The table checked his billing code, and he appeared in the Social. People glanced his way curiously, but no one recognized him; this was a group of Mori’s “friends”, and he hadn’t checked in with her in years. It appeared he was still “friended” though.
He waved at Mori—she frowned and walked over to him. “Len Winniver? Really?”
“Yeah. You’re seeing a semblance at least fifteen years out of date. Looks better than me in an elder cruiser. How you doing? You look good.”
“This image is just as outdated.” Her frown got deeper as she looked at him. She was Anne’s daughter and so unlike her. More like her angry, intense Latino father. “You’re wondering about Mom?”
“I am, yeah. I just saw someone who…well, it was her. That little scar on her chin I talked her out of fixing…. It’s just…She looked way too young.”
“You won’t allow her some avatar vanity?”
“It was her, in person, Mori. In a physical café. Talking to a guy who claims he’s my grand nephew. Only I don’t think he is.”
Her face became studiedly blank. Guarded. “If it was her—she might’ve had some work done.”
“It wasn’t plastic surgery, Mori. My dad was a goddamn movie star and I was around plastic surgery all my boyhood. My mother was in and out of there like Michael Jackson on a turntable.”
She blinked. “Who’s Michael Jackson?...And what’s a turntable?”
Oh come on, he thought. You’re not that much younger. “It wasn’t surgery, Mori. But even if it was—Why was she—” He broke off, seeing her face harden—realizing he was sounding belligerent, maybe paranoid. She’d be accusing him of abusing cognitive enhancers, next. “Just—could you catch me up on her? Do you know anything about this guy she’s seeing? A young guy, looks kind of like me? I’m just curious, is all.”
“No. I told you. Haven’t seen her in a while.” She looked off into the digital distance. “She came out of retirement. She works for Jensen Genetics. I don’t pretend to understand it—why this sudden interest, Len? You used her to advance your career then you dumped her…”
He shook his head. “I don’t believe she said any such thing about me.”
“I have a theory for you, Len,” Mori said suddenly. Her dark eyes glinted with anger. She made a gesture that created a bubble of privacy around their conversation—a bad sign. “She was more successful than you! So she can get more organ replacement. Which improves her health. Keeps her circulation up—all that. So she looks younger! And that bothers you. Listen—I haven’t seen her in a year myself but if she’s that much improved, she deserves it! She worked for it!”
“You haven’t seen your own mother in a year? Why?”
“I…” That guarded look again. “She’s been on a kind of...working retreat. Special projects for Jensen...”
“Well she’s sitting in an open air café in the town you’re living in, so she must be avoiding you. There’s something strange about all this. Okay. Have a good life, Mori...Billing: I’m out.”

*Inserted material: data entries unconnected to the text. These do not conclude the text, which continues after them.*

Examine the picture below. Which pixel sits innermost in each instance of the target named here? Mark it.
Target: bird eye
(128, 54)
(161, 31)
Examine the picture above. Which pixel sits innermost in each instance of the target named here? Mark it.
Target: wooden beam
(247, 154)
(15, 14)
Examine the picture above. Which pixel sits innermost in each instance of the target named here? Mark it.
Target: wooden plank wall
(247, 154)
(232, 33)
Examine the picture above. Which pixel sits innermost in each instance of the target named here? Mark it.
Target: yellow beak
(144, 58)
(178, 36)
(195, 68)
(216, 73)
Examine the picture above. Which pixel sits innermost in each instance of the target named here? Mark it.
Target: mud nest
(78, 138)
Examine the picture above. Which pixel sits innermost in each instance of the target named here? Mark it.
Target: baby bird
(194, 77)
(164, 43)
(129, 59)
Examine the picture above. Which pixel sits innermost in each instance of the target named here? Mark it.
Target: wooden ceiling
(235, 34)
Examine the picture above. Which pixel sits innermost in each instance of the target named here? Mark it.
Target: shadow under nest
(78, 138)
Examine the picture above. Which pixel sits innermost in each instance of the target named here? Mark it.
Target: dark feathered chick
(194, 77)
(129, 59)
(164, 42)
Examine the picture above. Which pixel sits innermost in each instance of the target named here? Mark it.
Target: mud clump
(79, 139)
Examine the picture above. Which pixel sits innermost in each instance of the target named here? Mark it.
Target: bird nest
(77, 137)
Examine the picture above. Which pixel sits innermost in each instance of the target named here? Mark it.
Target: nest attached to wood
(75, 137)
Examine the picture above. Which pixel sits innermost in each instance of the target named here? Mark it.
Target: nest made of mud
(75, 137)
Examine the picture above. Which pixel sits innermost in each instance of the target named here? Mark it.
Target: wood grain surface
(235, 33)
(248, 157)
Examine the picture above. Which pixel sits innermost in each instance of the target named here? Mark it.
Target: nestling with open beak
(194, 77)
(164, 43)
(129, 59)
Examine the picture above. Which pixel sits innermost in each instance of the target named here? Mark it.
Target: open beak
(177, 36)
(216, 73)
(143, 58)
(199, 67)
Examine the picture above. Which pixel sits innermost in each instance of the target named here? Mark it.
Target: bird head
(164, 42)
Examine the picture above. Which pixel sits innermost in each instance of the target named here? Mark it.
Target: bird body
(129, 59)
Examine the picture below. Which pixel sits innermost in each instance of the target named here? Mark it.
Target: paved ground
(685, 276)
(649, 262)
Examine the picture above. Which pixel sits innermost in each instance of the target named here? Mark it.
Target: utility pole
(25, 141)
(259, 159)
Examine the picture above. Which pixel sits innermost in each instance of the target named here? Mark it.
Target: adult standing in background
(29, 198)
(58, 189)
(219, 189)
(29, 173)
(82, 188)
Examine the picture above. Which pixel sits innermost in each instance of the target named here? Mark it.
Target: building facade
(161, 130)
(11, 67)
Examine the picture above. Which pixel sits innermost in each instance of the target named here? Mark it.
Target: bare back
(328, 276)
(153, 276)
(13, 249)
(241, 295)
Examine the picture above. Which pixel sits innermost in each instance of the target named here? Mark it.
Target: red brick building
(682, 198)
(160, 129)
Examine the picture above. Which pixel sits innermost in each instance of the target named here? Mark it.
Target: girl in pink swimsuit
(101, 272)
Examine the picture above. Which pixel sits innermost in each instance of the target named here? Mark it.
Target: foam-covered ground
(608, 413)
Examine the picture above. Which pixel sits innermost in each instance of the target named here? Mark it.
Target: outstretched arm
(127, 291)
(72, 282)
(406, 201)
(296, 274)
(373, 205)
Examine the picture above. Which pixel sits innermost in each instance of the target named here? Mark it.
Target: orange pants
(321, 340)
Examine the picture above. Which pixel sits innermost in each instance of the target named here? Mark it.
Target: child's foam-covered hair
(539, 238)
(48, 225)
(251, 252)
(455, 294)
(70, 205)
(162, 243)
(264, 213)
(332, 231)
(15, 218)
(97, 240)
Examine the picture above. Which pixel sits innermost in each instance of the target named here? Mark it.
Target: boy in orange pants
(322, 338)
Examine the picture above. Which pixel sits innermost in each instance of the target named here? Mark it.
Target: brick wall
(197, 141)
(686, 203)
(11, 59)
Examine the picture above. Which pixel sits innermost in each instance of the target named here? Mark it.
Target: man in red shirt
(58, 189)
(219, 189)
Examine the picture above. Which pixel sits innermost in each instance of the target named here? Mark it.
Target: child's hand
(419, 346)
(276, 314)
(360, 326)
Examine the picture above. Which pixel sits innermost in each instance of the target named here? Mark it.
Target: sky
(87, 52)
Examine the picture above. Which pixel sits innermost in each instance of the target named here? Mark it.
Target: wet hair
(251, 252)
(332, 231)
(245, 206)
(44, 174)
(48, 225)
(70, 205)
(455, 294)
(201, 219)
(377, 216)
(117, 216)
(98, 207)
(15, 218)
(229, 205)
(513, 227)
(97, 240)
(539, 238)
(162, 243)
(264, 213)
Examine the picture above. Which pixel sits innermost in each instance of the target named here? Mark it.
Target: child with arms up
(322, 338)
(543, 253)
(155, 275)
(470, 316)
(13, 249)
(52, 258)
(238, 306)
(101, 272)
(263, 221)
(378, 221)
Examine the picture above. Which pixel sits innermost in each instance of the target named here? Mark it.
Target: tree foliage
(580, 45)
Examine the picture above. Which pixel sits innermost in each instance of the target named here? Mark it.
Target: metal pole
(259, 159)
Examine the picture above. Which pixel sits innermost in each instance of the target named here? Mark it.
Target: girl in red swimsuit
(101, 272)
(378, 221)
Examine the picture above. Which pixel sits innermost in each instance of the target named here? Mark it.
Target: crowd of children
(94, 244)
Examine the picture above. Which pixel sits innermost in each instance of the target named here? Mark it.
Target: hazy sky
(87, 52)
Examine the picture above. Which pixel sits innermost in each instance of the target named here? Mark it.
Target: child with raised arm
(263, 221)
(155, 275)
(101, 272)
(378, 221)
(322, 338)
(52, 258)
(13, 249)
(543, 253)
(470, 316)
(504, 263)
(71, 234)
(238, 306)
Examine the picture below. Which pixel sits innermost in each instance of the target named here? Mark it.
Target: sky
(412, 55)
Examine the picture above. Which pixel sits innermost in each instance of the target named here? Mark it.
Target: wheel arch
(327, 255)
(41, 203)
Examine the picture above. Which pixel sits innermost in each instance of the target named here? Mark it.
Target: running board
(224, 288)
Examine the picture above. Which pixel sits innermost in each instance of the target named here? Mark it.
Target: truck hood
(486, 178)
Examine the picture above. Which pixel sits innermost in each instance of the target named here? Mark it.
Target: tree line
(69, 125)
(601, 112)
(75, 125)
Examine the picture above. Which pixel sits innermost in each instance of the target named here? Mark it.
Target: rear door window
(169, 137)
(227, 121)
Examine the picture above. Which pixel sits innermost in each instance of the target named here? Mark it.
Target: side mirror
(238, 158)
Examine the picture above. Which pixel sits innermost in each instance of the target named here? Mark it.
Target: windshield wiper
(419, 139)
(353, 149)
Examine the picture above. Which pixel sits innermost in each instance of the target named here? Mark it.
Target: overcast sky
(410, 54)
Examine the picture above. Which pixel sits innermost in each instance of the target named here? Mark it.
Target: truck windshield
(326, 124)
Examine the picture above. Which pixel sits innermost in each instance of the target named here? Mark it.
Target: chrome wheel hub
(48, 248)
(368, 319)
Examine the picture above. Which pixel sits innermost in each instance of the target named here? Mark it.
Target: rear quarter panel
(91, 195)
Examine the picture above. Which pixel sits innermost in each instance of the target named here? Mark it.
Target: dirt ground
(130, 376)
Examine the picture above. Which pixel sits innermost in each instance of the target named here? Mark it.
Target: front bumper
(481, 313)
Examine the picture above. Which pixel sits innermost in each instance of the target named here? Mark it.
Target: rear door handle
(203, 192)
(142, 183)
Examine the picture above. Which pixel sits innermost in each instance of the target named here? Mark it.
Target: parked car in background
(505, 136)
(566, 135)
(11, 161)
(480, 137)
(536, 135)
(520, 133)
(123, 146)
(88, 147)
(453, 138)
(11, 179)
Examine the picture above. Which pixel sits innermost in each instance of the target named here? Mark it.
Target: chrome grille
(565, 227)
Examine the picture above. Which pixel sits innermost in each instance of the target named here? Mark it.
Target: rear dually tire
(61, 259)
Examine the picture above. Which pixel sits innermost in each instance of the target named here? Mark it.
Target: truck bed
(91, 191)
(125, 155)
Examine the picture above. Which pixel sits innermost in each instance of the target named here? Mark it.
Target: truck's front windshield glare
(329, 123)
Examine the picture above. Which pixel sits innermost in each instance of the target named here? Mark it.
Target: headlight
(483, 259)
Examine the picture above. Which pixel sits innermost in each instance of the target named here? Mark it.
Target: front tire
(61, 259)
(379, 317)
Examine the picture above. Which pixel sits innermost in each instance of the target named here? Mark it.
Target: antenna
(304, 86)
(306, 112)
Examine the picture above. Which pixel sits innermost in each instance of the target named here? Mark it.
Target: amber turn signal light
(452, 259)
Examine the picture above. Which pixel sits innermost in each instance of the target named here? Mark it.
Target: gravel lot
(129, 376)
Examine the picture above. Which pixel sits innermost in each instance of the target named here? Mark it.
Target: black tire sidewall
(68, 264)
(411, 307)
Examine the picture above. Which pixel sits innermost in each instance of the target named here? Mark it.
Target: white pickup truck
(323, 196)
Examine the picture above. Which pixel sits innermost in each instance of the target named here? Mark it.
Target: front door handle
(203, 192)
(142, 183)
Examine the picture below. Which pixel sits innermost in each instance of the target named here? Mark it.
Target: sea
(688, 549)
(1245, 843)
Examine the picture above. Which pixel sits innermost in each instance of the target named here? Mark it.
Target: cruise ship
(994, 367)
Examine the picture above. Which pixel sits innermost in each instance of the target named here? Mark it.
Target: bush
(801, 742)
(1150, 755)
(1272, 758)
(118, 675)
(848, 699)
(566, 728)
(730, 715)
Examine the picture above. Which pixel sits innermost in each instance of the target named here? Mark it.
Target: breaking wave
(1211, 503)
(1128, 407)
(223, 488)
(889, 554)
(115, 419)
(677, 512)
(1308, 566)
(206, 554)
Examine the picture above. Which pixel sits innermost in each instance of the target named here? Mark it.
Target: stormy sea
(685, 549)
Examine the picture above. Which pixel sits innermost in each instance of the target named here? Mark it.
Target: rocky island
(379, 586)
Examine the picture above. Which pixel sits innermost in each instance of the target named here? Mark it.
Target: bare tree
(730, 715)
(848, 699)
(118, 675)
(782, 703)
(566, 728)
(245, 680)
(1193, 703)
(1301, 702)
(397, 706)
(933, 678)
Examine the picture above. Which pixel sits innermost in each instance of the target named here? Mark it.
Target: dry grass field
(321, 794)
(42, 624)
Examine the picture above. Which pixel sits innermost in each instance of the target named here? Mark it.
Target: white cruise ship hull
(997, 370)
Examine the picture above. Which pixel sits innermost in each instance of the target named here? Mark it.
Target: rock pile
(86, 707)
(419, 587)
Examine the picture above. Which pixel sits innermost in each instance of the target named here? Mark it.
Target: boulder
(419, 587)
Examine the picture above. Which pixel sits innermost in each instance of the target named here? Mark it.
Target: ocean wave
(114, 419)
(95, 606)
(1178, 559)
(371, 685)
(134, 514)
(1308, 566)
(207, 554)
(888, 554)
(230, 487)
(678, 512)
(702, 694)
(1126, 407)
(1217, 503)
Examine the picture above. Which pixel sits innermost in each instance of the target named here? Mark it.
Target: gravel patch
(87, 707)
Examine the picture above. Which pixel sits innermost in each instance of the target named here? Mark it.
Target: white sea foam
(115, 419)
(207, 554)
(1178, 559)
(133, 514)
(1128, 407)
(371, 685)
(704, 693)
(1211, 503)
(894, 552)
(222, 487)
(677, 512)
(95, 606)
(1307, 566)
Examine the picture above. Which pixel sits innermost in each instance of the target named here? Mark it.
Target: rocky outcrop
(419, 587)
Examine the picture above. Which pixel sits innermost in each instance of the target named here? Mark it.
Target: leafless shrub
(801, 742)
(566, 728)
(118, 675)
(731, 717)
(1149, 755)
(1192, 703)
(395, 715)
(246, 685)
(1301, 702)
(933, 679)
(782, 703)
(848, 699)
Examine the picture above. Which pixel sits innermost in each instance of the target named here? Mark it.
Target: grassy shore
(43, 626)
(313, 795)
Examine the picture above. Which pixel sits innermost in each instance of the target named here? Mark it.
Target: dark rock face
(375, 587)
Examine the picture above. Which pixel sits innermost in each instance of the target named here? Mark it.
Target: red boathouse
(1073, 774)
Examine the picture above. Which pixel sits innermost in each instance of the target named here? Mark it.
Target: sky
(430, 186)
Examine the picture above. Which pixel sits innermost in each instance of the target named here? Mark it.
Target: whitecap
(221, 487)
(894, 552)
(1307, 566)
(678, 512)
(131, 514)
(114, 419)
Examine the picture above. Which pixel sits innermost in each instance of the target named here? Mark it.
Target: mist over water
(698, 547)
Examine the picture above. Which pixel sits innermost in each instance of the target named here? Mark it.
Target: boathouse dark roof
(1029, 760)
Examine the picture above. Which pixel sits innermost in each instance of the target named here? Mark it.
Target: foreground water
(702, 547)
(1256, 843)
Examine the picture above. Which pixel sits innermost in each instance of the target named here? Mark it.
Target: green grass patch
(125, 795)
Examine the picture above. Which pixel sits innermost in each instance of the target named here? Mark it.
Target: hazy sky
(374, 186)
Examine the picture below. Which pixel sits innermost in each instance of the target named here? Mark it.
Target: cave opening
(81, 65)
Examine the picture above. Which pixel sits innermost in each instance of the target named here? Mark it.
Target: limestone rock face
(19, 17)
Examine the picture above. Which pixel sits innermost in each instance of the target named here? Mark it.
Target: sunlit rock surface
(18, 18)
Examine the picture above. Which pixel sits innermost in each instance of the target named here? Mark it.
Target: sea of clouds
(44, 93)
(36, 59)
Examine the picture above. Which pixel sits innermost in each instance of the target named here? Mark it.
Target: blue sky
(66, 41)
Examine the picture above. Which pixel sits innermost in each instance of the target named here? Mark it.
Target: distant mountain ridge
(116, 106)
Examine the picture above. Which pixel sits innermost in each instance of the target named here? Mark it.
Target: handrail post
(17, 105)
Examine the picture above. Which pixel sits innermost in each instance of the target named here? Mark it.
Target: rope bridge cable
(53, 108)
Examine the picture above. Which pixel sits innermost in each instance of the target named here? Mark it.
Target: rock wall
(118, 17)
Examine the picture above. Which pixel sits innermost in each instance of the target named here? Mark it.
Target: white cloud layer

Mori opened her mouth to get the last word—and then dissolved.
Len was sitting at the table, alone. But then he’d been there alone, in a way, the whole time. Like the woman sitting to his left, at the table across the room, smilingly talking to the air—to people no one but her could hear or see.
He took off his headset, looked out the window, and saw Zach walking out of the café, with Anne at his side, both of them conversing with the air, to someone only they could see, as they hurried off down the pedestrian mall.
Len waited a thirty count—and then he followed.